On 28 March 1853, Britain declared war on Russia, marking the beginning of the Crimean War, which saw British, French, Sardinian and Turkish troops allied together against Russia’s attempt to expand its influence into European territory in the Ottoman empire. Photographer Roger Fenton (1819-69) was sent by the publishers Agnew’s to photograph the war. A selection of Fenton’s photographs of the conflict are shown here.

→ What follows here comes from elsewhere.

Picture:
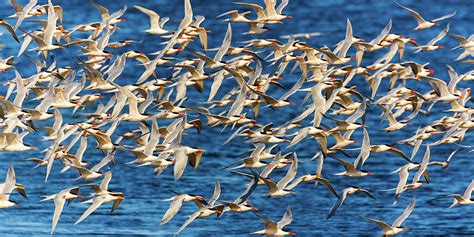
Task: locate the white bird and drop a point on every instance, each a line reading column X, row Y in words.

Fenton arrived after the major battles were fought in 1854. He concentrated on creating portraits of the troops and capturing the empty battlefields on which so many lives were lost. Published in contemporary newspaper reports, Fenton’s highly influential photographs showed the impact of war to the public for the first time. The principal aim of the Crimean campaign was to capture Sevastopol (traditionally Sebastopol), the most important naval base in the region. Sevastopol fell on 8 September 1855 after the French assault on Malakoff. The Russians abandoned the town that night, with much of the town left in ruins. Peace was finally declared in April 1856, and on 27 April 1856, The Treaty of Paris came into effect, declaring the Black Sea a neutral space. The Crimean War indelibly marked public consciousness during the Victorian era, as illustrated by Alfred Lord Tennyson’s (1809-92) famous poem The Charge of the Light Brigade (1854).